Rabat, Morocco

Travel to Morocco for an exotic holiday in the company of other single travellers. If it’s your first time in the country, you’re in for quite an experience. Juggle between the modern and the traditional by hopping on a plane or a train to Marrakech, where you’ll be transported to a city bursting with colours and flavours. Between the historical Medina and the beautiful Jardin Majorelle, there is plenty to see and do in this city. Even the Jemaa el-Fnaa itself, which is the largest traditional souk in Morocco, holds plenty of surprises and new experiences in store.
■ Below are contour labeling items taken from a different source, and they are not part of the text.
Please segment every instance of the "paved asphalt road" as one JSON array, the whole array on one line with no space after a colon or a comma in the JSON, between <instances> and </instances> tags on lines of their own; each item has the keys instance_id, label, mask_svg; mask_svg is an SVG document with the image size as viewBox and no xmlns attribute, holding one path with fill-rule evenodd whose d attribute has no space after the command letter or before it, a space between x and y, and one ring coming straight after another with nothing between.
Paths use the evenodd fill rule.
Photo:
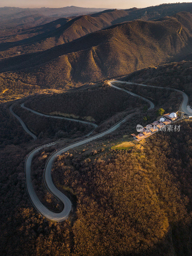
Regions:
<instances>
[{"instance_id":1,"label":"paved asphalt road","mask_svg":"<svg viewBox=\"0 0 192 256\"><path fill-rule=\"evenodd\" d=\"M126 91L124 89L119 88L112 84L112 83L123 83L126 84L132 84L133 83L129 83L128 82L122 82L121 81L114 80L111 80L108 82L108 84L110 86L112 86L118 90L123 91L133 96L140 98L144 100L147 101L150 105L149 109L154 108L154 104L150 100L143 97L141 97L134 93L133 93L129 91ZM149 87L156 87L156 86L147 86L144 84L135 84L141 85L142 86L148 86ZM164 87L157 87L158 88L164 89ZM173 89L172 88L167 89L176 91L182 93L183 97L183 100L182 103L181 104L180 109L181 110L184 111L185 113L187 112L186 113L187 113L188 111L186 112L185 111L185 110L187 110L186 108L188 102L188 97L187 96L185 93L183 92L181 92L181 91L180 91L178 90ZM24 106L23 106L22 107L23 107ZM26 108L25 107L24 107L24 108L26 109L28 109L28 108ZM28 110L30 110L30 111L31 111L31 110L30 109L28 109ZM32 112L37 114L40 114L38 113L38 112L36 112L36 111L32 111ZM74 148L81 146L81 145L83 145L84 144L87 143L92 140L101 138L107 134L108 134L117 129L123 123L125 122L129 118L136 114L136 113L138 112L133 113L128 115L114 125L113 125L109 129L108 129L106 131L99 133L99 134L90 137L89 138L85 139L77 142L72 143L60 148L57 152L55 152L50 157L47 162L45 168L44 173L44 180L47 188L59 200L60 200L64 204L64 207L63 210L60 213L55 213L50 211L40 201L37 196L33 187L31 175L31 161L34 155L38 151L40 150L44 147L48 147L50 146L56 144L59 142L56 142L50 144L41 146L34 149L29 154L26 159L25 165L25 175L26 188L32 204L37 210L42 215L52 220L57 221L62 221L67 219L72 207L72 204L69 199L65 195L58 190L55 187L51 177L51 169L53 162L55 157L58 155L62 154L63 152L66 152L69 149L73 148ZM43 116L46 116L44 115L43 114L41 114L40 115ZM73 119L71 119L71 121L73 120ZM76 120L75 121L77 121Z\"/></svg>"},{"instance_id":2,"label":"paved asphalt road","mask_svg":"<svg viewBox=\"0 0 192 256\"><path fill-rule=\"evenodd\" d=\"M82 123L82 124L90 124L90 125L93 126L95 128L96 128L98 127L98 125L97 125L93 123L90 123L90 122L86 122L86 121L82 121L81 120L78 120L77 119L73 119L71 118L68 118L67 117L63 117L62 116L50 116L48 115L45 115L44 114L42 114L42 113L40 113L39 112L37 112L36 111L35 111L34 110L31 109L30 108L29 108L26 107L24 106L24 103L22 103L21 104L20 106L21 108L24 108L25 109L27 109L29 111L32 112L32 113L34 113L35 114L38 115L39 116L45 116L46 117L52 117L52 118L56 118L59 119L64 119L65 120L68 120L69 121L73 121L75 122L77 122L78 123Z\"/></svg>"},{"instance_id":3,"label":"paved asphalt road","mask_svg":"<svg viewBox=\"0 0 192 256\"><path fill-rule=\"evenodd\" d=\"M129 93L129 94L130 94L133 96L134 96L135 97L138 97L138 98L143 100L147 101L150 105L150 107L148 108L148 109L154 108L155 108L154 104L150 100L148 100L147 99L146 99L143 97L142 97L141 96L140 96L139 95L138 95L137 94L135 94L135 93L134 93L133 92L129 92L128 91L125 90L123 88L119 88L119 87L117 87L116 86L115 86L112 84L113 83L116 83L116 84L117 83L120 83L122 84L122 82L121 82L121 81L118 81L117 80L110 80L109 81L108 81L108 84L110 86L113 87L114 88L116 88L116 89L118 89L119 90L123 91L123 92L127 92L127 93Z\"/></svg>"},{"instance_id":4,"label":"paved asphalt road","mask_svg":"<svg viewBox=\"0 0 192 256\"><path fill-rule=\"evenodd\" d=\"M118 81L117 80L111 80L109 81L110 83L119 83L121 84L136 84L137 85L141 85L141 86L147 86L148 87L151 87L153 88L160 88L161 89L164 89L165 90L171 90L172 91L174 91L175 92L178 92L182 94L183 96L183 100L180 104L180 110L182 112L184 112L185 114L187 115L188 115L189 116L191 116L191 113L189 112L187 109L187 107L188 101L188 97L186 93L185 93L184 92L182 91L180 91L178 90L177 89L175 89L174 88L170 88L168 87L161 87L158 86L154 86L154 85L148 85L146 84L137 84L135 83L132 83L131 82L127 82L124 81ZM113 86L113 87L114 87ZM116 86L115 86L115 87Z\"/></svg>"},{"instance_id":5,"label":"paved asphalt road","mask_svg":"<svg viewBox=\"0 0 192 256\"><path fill-rule=\"evenodd\" d=\"M27 128L25 124L23 123L23 121L19 117L19 116L18 116L17 115L16 115L16 114L15 114L15 113L14 113L13 111L13 105L12 105L9 108L9 110L10 112L13 116L15 116L16 118L19 120L23 128L25 130L25 131L33 138L33 139L34 140L36 140L37 139L37 137L33 133L32 133L32 132L30 132L29 129Z\"/></svg>"}]
</instances>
For all the wonders that Morocco brings, however, be mindful that if you are a woman walking alone, you will most likely be harassed by locals in the form of cat calls and hisses. Don’t feel targeted, as this is quite normal; but to avoid anything drastic, keep a low profile and dress conservatively.

Location: Morocco, Africa
Size: 446,550 km2
Capital: Rabat
Largest Cities: Casablanca, Rabat, Fès, Marrakech, Salé
Climate: The best time to visit the country is in spring, which is from mid-March to May. Autumn (September through November) is also a good time to visit, as the temperatures tend to be more moderate. Summer and winter bring about extreme weather in most parts of the country.
Population: Around 32.5 million people

Language: Arabic, Berber

Religion: Muslim, Christian

Literacy Rate: 61.5%

Government Type: Unitary parliamentary constitutional monarchy

Head of State: King

Land Borders: To the north, Spain; to the east, Algeria; to the south, Western Sahara
Currency: Moroccan dirham
Natural Resources: Phosphates, iron ore, manganese, lead, zinc, fish, salt
Main Agriculture: Barley, wheat, citrus fruits, grapes, vegetables, olives; livestock; wine
Main Industry: Phosphate rock mining and processing, food processing, leather goods, textiles, construction, energy, tourism
Electricity: 127/220 V AC, 50 Hz
Time Zone: GMT +00

Country Tel. Code: + 212
Visa/Passport: For stays up to three months, visas are not required for Australian passport holders.
Airport: The main entryway into Morocco is the Mohammed V International Airport (CMN), which is located in a suburb 30 kilometres away from Casablanca.
Departure Tax: Travellers do not need to pay a departure tax when leaving Morocco.
Getting Around: Trains and luxury buses are the best options for visitors. Local buses are available but may not be suitable for all travellers, as they are not air-conditioned and can be quite slow to reach the destination. Petit taxis can also be used for transport within a city (they are not allowed to leave city borders), while grand taxis are shared long-distance travel options with designated routes.
Credit Cards: Credit cards are accepted in select businesses, though a processing fee may be added to the bill in certain cases.
Drinking: There is no legal drinking age in the country, although one has to be 16 in order to purchase a drink.
Shopping: Souks are a perfect place for buying Moroccan souvenirs, which include dates and date products, leatherware, argan oil, tajines, and carpets. Bargaining is expected and welcomed by vendors.
Tipping: There are no specific guidelines for tipping in Morocco. What you give largely depends on what you feel like giving, although some “guides” might expect or demand tips, which is why it is important to gauge a person’s intentions before accepting help.